For commercial property owners who are either in default or nearing default to a lender and need a way to get funding to help them out, what are the best options available?

“If you’re having an issue with your commercial mortgage bill, you need to modify it. Usually, what’s best to work with an intermediary, either a company like ours or an attorney who ‘speaks bank.’ The modification can come in several ways.

“Part of the process involves repositioning, and a lot of commercial landlords are going to find themselves with properties that no longer work with the current tenancy or the current purpose; the property is just not going to work as a restaurant or a bodega or whatever it is. They have to reposition it and work with a lender to create a better opportunity for themselves with the property if they want to hold on to it.

“For example, maybe a small strip center that has five or six retail stores is no longer anchored by a strong tenant — maybe you want to raze it and create office or multifamily. I’ve seen that deployed down in Florida where small motels don’t work anymore and they’re being reconfigured into apartments.”

What about refinancing? Are commercial property owners finding it easy to refinance their mortgages?

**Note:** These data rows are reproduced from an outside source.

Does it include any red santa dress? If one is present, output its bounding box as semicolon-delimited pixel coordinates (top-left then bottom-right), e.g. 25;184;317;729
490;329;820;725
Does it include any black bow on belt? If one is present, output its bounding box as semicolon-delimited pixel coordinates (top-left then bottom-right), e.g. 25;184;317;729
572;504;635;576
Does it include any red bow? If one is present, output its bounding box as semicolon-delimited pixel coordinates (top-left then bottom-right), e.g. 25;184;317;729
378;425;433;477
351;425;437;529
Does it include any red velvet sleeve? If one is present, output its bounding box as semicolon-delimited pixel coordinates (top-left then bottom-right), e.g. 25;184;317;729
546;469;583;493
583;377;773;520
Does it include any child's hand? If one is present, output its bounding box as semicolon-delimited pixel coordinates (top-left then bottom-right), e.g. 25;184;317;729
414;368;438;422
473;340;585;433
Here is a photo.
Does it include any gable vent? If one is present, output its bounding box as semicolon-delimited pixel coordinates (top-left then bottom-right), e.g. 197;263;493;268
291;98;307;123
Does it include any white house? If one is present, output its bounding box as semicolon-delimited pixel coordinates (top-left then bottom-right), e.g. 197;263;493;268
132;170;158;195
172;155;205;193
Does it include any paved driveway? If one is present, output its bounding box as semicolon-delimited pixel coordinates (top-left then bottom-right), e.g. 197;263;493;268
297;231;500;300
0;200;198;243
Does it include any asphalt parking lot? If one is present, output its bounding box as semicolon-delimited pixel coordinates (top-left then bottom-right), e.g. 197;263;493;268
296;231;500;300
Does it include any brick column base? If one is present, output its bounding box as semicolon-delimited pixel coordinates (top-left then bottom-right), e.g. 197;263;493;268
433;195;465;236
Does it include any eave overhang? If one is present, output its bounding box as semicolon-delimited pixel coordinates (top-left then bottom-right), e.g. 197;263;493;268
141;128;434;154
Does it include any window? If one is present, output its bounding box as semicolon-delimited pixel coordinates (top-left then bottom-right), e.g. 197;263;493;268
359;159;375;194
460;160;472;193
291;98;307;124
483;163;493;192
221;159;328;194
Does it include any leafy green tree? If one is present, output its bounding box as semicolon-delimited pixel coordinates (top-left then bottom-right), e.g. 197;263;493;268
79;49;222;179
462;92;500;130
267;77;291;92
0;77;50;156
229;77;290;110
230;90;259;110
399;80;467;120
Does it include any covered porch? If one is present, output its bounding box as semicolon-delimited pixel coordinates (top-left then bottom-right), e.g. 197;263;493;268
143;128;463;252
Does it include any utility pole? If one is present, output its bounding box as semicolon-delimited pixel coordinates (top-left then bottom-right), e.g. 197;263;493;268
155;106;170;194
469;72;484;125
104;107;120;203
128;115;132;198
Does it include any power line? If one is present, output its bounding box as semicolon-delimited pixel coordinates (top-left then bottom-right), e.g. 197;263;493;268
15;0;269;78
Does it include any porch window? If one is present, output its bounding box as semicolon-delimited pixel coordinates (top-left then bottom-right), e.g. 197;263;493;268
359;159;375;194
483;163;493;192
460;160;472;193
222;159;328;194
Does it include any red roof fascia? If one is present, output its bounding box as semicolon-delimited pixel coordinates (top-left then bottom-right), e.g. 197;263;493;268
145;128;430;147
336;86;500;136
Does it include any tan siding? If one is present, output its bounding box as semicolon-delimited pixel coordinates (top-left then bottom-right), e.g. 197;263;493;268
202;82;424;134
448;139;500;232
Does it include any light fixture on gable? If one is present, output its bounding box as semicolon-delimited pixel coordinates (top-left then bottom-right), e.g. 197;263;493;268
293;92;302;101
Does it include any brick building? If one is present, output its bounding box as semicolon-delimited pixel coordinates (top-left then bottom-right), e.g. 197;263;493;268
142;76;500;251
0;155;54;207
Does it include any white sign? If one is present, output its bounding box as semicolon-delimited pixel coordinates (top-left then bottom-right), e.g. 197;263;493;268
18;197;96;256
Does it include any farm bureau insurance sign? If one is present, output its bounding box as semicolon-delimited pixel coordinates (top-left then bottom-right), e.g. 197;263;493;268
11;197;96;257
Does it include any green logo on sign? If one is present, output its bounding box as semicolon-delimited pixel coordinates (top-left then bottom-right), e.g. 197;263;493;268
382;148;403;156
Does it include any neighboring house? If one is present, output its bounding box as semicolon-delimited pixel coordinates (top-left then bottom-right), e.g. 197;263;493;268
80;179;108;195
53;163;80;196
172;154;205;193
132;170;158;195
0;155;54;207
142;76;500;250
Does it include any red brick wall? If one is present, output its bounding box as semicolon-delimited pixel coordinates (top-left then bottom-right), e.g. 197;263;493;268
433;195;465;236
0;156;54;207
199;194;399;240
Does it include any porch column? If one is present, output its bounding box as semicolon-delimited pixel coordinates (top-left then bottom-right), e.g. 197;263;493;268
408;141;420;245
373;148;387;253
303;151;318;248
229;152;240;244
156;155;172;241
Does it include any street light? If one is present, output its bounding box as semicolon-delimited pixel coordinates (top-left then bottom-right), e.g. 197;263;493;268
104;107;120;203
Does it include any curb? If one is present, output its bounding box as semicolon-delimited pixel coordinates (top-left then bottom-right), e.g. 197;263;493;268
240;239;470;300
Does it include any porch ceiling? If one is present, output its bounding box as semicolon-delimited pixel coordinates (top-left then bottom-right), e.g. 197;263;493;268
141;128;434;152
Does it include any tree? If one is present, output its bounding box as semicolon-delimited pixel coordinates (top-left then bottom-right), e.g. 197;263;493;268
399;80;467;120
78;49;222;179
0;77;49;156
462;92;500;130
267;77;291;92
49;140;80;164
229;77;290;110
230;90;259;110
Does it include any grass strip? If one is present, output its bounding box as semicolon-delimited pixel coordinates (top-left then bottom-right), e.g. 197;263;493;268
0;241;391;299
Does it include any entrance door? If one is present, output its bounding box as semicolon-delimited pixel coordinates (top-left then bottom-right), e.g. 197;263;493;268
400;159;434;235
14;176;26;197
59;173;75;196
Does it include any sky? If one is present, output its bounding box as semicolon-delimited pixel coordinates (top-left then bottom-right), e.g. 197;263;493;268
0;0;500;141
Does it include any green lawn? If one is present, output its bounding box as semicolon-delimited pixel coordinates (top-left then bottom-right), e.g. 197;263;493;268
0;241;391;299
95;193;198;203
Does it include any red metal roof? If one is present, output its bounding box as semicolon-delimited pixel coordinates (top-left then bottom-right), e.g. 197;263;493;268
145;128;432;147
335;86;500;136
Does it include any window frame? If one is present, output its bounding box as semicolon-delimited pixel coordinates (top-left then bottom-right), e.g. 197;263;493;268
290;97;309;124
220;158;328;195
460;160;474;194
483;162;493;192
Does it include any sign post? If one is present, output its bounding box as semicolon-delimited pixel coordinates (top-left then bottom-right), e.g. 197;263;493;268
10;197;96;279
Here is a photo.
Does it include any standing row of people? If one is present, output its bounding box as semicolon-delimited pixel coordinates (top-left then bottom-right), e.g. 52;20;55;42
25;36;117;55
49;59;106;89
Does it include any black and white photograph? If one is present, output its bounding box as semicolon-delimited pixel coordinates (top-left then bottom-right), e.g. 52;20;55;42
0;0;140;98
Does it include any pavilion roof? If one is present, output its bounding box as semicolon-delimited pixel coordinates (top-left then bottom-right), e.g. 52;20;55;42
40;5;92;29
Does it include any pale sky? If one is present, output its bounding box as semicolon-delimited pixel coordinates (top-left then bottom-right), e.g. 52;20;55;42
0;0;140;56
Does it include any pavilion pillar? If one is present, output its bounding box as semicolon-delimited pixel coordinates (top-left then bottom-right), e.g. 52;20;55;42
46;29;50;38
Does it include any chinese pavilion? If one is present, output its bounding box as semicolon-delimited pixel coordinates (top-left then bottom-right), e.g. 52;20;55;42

“The fundamentals of the property have to be strong. If your property has a restaurant or any sort of retail component that depends on traffic coming in and out of your business, there’s going to be intense scrutiny put on that lease.

“Lenders are diving into the metrics into the business fundamentals of the tenants like I’ve never seen before. They have to understand what is going to be there and if the tenants can continue to be able to pay the rent so that the owner can pay the mortgage.”

Is credit readily available today for commercial property borrowers?

“Credit is not getting looser, it’s getting tighter. Banks are in business to be able to make loans, but they’re more cautious. They’re lending at a lower loan-to-value instead of 75% leverage — they may consider a 65% or 70% leverage.

“I don’t see credit loosening up anytime later this year due to the fallout and the repercussions of what we’re going through now. That is going to be felt for a while. I think there’s money available, but it’s not aggressive and it’s going to be well into 2022 until you start seeing banks return to normal, whatever that is.”